El poder de la palabra
Todos los ámbitos de nuestra existencia están marcados
por el poder que tienen las palabras.
Las
palabras son determinantes para los cónyuges, pues dependiendo de cuál sea su
contenido e intención, así será la mutua relación que exista entre ambos. Las palabras bruscas y desconsideradas pueden
deteriorar y hasta destruir una unión, pero las palabras afectivas y cálidas la
fortalecen.
El
libro de Proverbios concede gran importancia a las palabras en la vida
cotidiana, aunque probablemente el pasaje en el que dicha importancia alcanza
su cima es el que dice: “La muerte y la
vida están en poder de la lengua”.
Aquí se hace depender las grandes realidades de nuestra existencia, como
son la vida y la muerte, de las palabras.
Un
ejemplo del poder devastador que tienen, está en el caso de aquel siervo de
Saúl llamado Doeg, quien estaba presente cuando David, que huía de Saul, vino a
pedir ayuda al sacerdote y este se la concedió.
La delación que hizo Doeg ante Saul acerca de quiénes ayudaron a David
ocasionó una matanza de personas inocentes.

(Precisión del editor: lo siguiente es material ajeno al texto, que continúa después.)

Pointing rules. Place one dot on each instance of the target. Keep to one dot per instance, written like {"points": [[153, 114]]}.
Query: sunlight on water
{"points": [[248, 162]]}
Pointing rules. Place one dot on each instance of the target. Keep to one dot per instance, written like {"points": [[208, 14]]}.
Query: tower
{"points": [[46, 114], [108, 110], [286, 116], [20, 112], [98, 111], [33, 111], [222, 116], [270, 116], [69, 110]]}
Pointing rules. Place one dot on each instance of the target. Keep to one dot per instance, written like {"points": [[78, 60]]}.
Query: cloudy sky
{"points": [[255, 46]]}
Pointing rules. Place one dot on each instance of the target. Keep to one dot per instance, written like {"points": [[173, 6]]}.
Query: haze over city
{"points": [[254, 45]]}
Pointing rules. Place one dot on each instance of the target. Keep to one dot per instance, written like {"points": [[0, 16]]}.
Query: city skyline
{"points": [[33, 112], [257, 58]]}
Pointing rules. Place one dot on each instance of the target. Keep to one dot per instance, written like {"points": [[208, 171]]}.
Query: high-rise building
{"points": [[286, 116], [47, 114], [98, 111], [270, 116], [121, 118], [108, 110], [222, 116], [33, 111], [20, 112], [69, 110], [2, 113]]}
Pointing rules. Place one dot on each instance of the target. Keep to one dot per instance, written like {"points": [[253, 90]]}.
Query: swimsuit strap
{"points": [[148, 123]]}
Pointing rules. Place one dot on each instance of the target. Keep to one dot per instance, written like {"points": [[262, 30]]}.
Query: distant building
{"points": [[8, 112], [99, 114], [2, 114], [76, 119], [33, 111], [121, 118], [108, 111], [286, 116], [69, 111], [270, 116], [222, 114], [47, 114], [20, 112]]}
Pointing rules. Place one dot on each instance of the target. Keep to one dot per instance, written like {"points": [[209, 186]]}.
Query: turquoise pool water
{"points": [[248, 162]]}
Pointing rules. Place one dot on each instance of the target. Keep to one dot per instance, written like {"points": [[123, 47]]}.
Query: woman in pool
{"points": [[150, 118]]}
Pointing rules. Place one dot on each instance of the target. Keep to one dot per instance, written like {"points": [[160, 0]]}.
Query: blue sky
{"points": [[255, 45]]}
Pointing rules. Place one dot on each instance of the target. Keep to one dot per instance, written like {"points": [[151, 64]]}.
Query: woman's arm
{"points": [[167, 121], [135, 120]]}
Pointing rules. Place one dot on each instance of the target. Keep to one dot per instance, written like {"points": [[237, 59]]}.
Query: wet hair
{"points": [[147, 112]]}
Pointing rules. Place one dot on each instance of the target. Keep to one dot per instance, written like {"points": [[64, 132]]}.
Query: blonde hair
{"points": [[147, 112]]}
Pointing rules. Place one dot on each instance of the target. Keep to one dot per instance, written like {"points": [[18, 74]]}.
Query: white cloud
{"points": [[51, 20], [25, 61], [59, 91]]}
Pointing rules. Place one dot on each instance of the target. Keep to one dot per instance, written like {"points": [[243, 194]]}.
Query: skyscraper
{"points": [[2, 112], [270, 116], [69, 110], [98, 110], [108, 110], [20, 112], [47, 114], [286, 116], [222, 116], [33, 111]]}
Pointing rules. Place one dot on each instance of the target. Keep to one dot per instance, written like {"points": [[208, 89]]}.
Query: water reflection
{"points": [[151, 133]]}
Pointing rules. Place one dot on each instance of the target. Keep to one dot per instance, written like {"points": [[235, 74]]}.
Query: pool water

En contraste, las palabras de Ester intercediendo por su pueblo ante
Asuero sirvieron para la preservación de los judíos, que estaban condenados al
exterminio.
Son dos
ejemplos que corroboran la máxima del texto de Proverbios sobre el enorme poder
que tienen las palabras. Poder de
destrucción y poder de salvación. Ahora
bien para que las palabras cumplan su función, ya sea la bienhechora o la
destructora, es necesario que haya alguien que las reciba, esto es, que las
crea. Y aquí es cuando surge la
interrogante: ¿cuáles son las palabras dignas de ser creídas?
La
Biblia, el mismo libro que contiene el texto de Proverbios 18:21, no titubea en
la respuesta a esa crucial cuestión. Es
destacable que cuando todo empezó, el futuro del ser humano quedó asociado
indisolublemente a unas palaras que le fueron dadas. Eran palabras verdaderas, porque procedían de
una fuente verídica, merecedora de darle credibilidad.
Las
palabras que Dios dio a Adán fueron las siguientes: “De todo árbol del huerto podrás comer; mas del árbol de la ciencia del
bien y del mal no comerás; porque el día que de él comieres, ciertamente
morirás”. Eran palabras preservadoras,
a fin de que el hombre se mantuviera en el estado de bien-aventuranza en el que
había sido creado. De haberlas guardado,
todo habría ido bien.
Sin
embargo, frente a estas palabras surgieron otras, procedentes de una fuente muy
distinta. Eran palabras contradictorias,
que negaban las anteriores. Prometían
grandes cosas, aunque su credibilidad no estaba contrastada, al contrario que
las primeras. Solo cuando fueron creídas
el hombre comprobó, demasiado tarde ya, que eran palabras engañosas. Y así fue como el fraude más grande jamás
ideado produjo la catástrofe de la que avisaba las palabras merecedoras de ser
creídas.
El caso
de Adán fue prototipo y anticipo de los casos que vendrían después de él, ya
que su acción, al ser la cabeza del género humano, repercutió en el resto de su
descendencia, que invariablemente siguió en la siniestra senda que él había
abierto; pero independientemente del derrotero que hemos tomado los seres
humanos, la evidencia continúa siendo la misma que al principio: hay unas palabras que son dignas de ser
creídas. Un texto lo dice de la
siguiente manera: “Las palabras del
Señor son palabras limpias, como plata refinada en horno de tierra, purificada
siete veces”. La ilustración de la
plata purificada, libre de toda escoria, es decir, de toda mezcla, al haber
sido sometida a un exhaustivo proceso de refinado, sirve de comparación para
presentar la genuina calidad y cualidad que tienen las palabras de Dios. Muy diferentes a las palabras de los
hombres. Muy diferentes a las palabras
que proceden de fuentes espurias. Tras
aquel fracaso descomunal del principio, ahora Dios nos presenta de nuevo su
palabra, para que nos acojamos a ella y seamos rescatados del abismo en que
hemos quedado atrapados.
Esa
palabra es para vida y viene por medio de Jesucristo, quien afirmó: “De cierto, de cierto os digo: El que oye mi
palabra y cree al que me envió, tiene vida eterna; y no vendrá a condenación,
mas ha pasado de muerte a vida”.
Definitivamente, tu condenación o tu salvación penden de las
palabras. De las palabras que
crees. Por eso la cuestión vital es que
te asegures de que crees en aquellas que te libran de lo primero y te otorgan
lo segundo.
Revista Impacto
Evangelístico Junio 2016, páginas 18-19.